Secondly, Nirma has reached a stage in its evolution, where it seriously needs
to rethink its vision and mission. Here, I do not mean that it should rewrite
its mission statement in more beautiful words. I mean that it should think
seriously, what has made it reach the stage where it is. Nirma focused on the
customer whose basic requirement was an acceptable quality product available at
an affordable price. This customer still demands that. But, a slow change has
been taking place all these years especially in post-1991 period in India. The
indices capture much of that change, yet some escape attention. The customer, in
the segments that Nirma served, no longer wants just a cheap product. She/he
demands quality too, and is willing to pay a bit higher for that. That means
there is a requirement for the best value product: A product that offers quality
that would be an 'aha' experience at that price.
Nirma needs to resolve this dilemma: Does it want to serve its original customer
segment that still wants a cheap product and may be even ready to compromise on
quality; or does it want to move up serving the value-conscious customer (that
was its customer in the 1990s)? If I were asked which direction Nirma should go
in resolving its dilemma, I would unreservedly say it should remain in the
direction of its original customer segment. Why? Because, the value-conscious
customer-that Nirma struggles to serve, and that it can't do as well as its
rivals can do-has a choice. Leaving Nirma aside, she/he can move to Hindustan
Lever or Proctor & Gamble or Wipro. That is what has been happening. In the
segments that Nirma has moved up, owing to the initial momentum of following its
customer, it has too much competition to handle and is clearly not up to the
task.
By bowing down to serve its original customer, Nirma would be creating a space
for itself, where many will not be willing to come. This customer is the poor
customer who needs to eke out a living and buy the necessities at a low price to
make both ends meet. She/he lives in the vast expanses of India where life is a
daily experience of struggle to somehow keep body and soul together. She/he is a
part of a 600+ million customers market. To do this means that a company like
Nirma needs to leverage on two things: Scale economies and low-cost operations.
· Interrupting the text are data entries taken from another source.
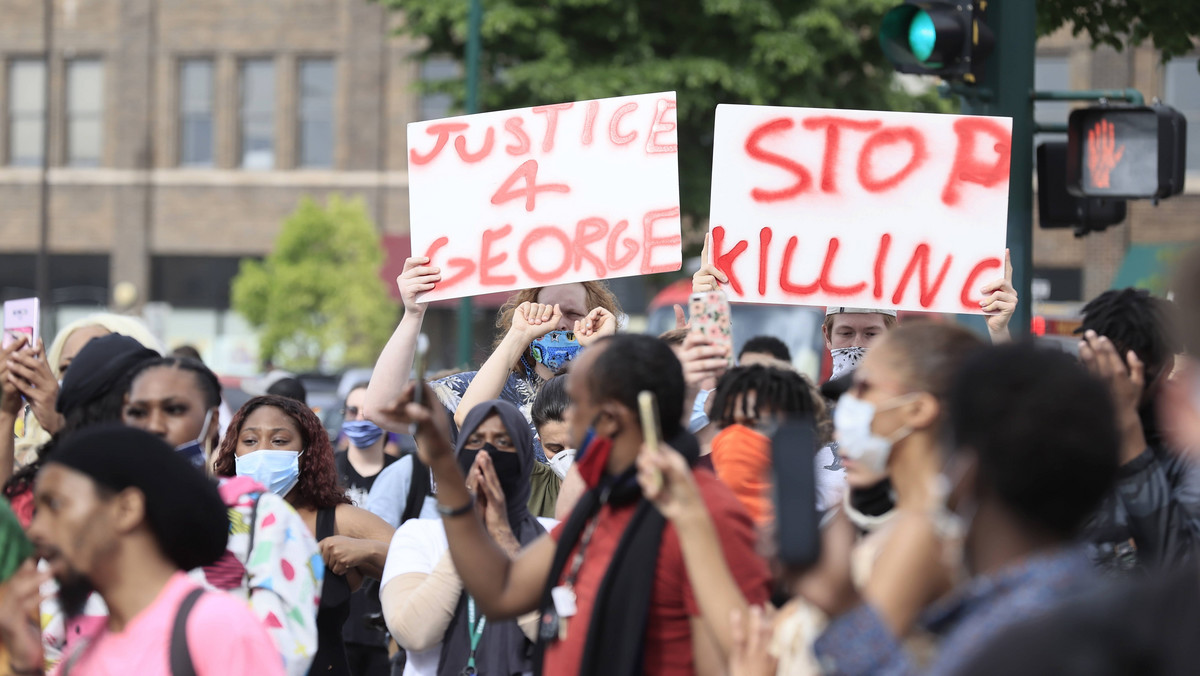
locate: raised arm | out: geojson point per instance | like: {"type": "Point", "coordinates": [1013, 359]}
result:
{"type": "Point", "coordinates": [395, 363]}
{"type": "Point", "coordinates": [10, 410]}
{"type": "Point", "coordinates": [708, 276]}
{"type": "Point", "coordinates": [503, 587]}
{"type": "Point", "coordinates": [529, 323]}
{"type": "Point", "coordinates": [1000, 303]}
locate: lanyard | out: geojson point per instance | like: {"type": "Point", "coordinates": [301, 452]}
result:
{"type": "Point", "coordinates": [477, 633]}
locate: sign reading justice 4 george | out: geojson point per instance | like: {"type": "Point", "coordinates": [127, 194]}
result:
{"type": "Point", "coordinates": [865, 209]}
{"type": "Point", "coordinates": [547, 195]}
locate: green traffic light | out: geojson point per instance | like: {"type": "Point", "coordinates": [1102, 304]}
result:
{"type": "Point", "coordinates": [922, 35]}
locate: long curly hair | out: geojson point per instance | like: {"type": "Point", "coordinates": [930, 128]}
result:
{"type": "Point", "coordinates": [598, 295]}
{"type": "Point", "coordinates": [318, 474]}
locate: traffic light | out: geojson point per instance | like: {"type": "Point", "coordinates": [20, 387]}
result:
{"type": "Point", "coordinates": [1126, 151]}
{"type": "Point", "coordinates": [1060, 209]}
{"type": "Point", "coordinates": [939, 37]}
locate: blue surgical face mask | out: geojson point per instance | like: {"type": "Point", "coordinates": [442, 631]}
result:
{"type": "Point", "coordinates": [279, 471]}
{"type": "Point", "coordinates": [363, 434]}
{"type": "Point", "coordinates": [193, 450]}
{"type": "Point", "coordinates": [556, 348]}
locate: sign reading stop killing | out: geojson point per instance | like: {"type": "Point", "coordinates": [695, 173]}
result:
{"type": "Point", "coordinates": [864, 209]}
{"type": "Point", "coordinates": [549, 195]}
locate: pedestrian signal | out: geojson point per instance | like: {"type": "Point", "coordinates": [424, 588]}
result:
{"type": "Point", "coordinates": [1127, 151]}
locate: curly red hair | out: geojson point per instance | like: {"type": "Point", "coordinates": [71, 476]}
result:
{"type": "Point", "coordinates": [318, 474]}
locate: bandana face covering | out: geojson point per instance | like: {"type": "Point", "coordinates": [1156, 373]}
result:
{"type": "Point", "coordinates": [845, 359]}
{"type": "Point", "coordinates": [276, 470]}
{"type": "Point", "coordinates": [556, 348]}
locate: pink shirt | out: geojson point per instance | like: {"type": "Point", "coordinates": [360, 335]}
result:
{"type": "Point", "coordinates": [223, 636]}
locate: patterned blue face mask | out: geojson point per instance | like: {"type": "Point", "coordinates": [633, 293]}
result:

Nirma has accumulated enough learning to undertake low-cost operations. What it
needs is to build scale economies with a sharp focus on a limited range of
complementary products.
If I would frame a vision for Nirma, it would go something like this: "A big
company dedicated to serving continually the daily needs of the small woman and
man."
What I am proposing in not an original idea. C K Prahalad has been recently
writing about the fortune that lies at the bottom of the pyramid. The pyramid is
the distribution of income among the people of the world. Very few people are at
the top echelons of the pyramid, while a disproportionately large number lie at
the bottom layers. Prahalad's prescriptions to focus on the poor as a potential
market are mainly directed at the MNCs. What I propose is that a local Indian
company can do that as well, maybe even better.